Lofts – the ever changing code

Everyone wants a loft, here’s how to get one

Codes come, codes go… and in the case of lofts, they seem to come and go so quickly!

The primary force for rapid code development is the surge in popularity of Tiny Homes – of which ADUs are a subset. There is a new code language that has been adopted in Oregon governing the specific and quirky design of these compact, complex, and detailed buildings. One of the biggest challenges of ADUs and Tiny Homes is that they pack everything a house has into an itty bitty footprint which means novel solutions to space usage and efficiency are necessary.

The code language recognizes this and has been updated to include Appendix Q of the 2018 International Residential Code in the 2019 Oregon Residential Specialty Code (per HB 2423 for those State Legislature buffs). What this means is our local jurisdiction recognizes this section and has incorporated the language into our local codes.
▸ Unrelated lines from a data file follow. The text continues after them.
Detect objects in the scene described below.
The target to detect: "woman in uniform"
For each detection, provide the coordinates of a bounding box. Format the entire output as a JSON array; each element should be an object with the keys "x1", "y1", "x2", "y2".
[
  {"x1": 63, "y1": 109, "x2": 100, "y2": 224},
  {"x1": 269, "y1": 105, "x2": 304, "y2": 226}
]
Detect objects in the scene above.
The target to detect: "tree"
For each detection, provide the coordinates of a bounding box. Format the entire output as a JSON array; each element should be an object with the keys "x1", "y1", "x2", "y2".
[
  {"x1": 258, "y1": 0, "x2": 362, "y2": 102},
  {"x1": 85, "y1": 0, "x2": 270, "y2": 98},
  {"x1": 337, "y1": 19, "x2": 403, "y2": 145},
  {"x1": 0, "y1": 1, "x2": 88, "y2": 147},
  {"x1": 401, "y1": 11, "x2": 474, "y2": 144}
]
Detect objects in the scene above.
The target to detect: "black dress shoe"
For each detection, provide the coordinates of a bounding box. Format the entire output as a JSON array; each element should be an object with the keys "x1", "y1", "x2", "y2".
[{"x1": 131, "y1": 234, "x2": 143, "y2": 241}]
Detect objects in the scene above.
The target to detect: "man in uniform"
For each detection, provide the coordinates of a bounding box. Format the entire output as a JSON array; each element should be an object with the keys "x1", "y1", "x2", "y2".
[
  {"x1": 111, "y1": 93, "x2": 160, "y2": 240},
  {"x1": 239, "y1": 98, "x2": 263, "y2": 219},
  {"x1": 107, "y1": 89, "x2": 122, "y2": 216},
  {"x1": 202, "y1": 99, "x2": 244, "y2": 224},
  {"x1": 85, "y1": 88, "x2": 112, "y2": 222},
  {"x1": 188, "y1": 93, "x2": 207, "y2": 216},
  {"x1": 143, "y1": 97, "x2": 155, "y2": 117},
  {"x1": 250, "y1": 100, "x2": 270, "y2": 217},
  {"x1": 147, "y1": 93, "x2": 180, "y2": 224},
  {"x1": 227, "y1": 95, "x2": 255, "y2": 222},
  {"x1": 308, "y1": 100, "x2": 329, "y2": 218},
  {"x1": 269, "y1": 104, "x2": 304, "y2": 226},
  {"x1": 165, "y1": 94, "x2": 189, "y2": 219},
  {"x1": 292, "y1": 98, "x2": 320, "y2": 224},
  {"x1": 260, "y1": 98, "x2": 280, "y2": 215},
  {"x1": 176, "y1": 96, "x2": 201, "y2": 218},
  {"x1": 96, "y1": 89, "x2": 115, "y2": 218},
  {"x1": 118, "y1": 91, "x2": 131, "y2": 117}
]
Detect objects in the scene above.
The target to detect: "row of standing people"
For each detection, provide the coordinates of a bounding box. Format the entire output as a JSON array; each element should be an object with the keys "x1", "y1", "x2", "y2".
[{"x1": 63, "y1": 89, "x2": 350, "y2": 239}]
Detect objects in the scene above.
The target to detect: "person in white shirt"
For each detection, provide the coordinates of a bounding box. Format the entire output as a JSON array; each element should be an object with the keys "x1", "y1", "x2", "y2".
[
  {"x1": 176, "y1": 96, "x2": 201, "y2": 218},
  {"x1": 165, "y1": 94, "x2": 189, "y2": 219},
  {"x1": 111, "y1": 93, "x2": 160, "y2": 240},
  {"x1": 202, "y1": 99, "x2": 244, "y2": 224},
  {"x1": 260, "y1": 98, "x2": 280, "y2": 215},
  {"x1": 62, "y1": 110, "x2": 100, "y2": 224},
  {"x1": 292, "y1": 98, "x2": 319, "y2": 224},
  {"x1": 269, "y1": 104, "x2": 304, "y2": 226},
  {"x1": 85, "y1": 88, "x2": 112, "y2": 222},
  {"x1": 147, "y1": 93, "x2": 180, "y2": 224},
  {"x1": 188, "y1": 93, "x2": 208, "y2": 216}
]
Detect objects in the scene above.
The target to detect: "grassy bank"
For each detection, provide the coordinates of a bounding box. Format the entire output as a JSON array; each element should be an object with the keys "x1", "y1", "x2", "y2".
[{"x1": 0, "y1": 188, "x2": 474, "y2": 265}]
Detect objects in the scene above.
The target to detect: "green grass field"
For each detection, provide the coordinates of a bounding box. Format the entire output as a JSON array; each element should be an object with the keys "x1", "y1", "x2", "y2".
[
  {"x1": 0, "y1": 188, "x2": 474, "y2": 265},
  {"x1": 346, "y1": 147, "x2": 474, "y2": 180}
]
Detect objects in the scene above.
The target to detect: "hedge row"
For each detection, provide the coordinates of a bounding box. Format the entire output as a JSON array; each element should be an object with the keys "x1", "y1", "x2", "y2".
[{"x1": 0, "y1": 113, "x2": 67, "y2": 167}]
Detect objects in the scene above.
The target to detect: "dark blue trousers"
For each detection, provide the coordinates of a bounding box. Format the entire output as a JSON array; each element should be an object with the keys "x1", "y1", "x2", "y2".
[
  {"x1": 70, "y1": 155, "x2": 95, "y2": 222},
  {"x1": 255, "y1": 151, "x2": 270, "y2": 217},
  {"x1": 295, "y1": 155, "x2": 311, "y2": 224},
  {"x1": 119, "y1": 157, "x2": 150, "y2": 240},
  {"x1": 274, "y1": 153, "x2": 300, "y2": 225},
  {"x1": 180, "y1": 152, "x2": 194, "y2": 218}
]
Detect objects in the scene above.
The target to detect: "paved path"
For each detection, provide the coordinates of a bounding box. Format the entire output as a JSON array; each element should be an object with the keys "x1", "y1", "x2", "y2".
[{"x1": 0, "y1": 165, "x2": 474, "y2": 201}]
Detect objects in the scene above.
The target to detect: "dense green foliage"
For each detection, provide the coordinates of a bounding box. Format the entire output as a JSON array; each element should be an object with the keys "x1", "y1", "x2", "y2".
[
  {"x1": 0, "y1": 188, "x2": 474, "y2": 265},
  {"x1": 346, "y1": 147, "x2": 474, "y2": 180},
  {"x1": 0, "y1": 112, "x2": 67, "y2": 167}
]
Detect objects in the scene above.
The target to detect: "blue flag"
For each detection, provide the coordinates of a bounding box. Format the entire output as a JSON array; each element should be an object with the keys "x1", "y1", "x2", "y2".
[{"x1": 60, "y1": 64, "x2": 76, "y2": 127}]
This code considers a Tiny Home to be under 400 sqft (excluding the loft area) and a loft to be:

A floor-level located more than 30 inches above the main floor, open to the main floor on one or more sides with a ceiling height of fewer than 6 feet 8 inches and used as a living or sleeping space.

The code allows for things like ladders, stairways, alternating tread devices (those cool stairs with half steps), and ships ladders (think those cool sliding or hinged ladders that are easier to go up and down), and requires egress (from a skylight!) and per another code section, an automatic sprinkler system.

These narrow descriptions leave a lot out outside for ADUs and small homes, as well as guest suites and home studios, but do allow for lofts to be included more directly. The older code R329 still governs for larger buildings. It is more restrictive than Appendix Q but allows for occupiable loft space in buildings up to 600 sqft.

So get ready to perch, curl up with a book, or take a long winter nap in your sweet, safe, loft.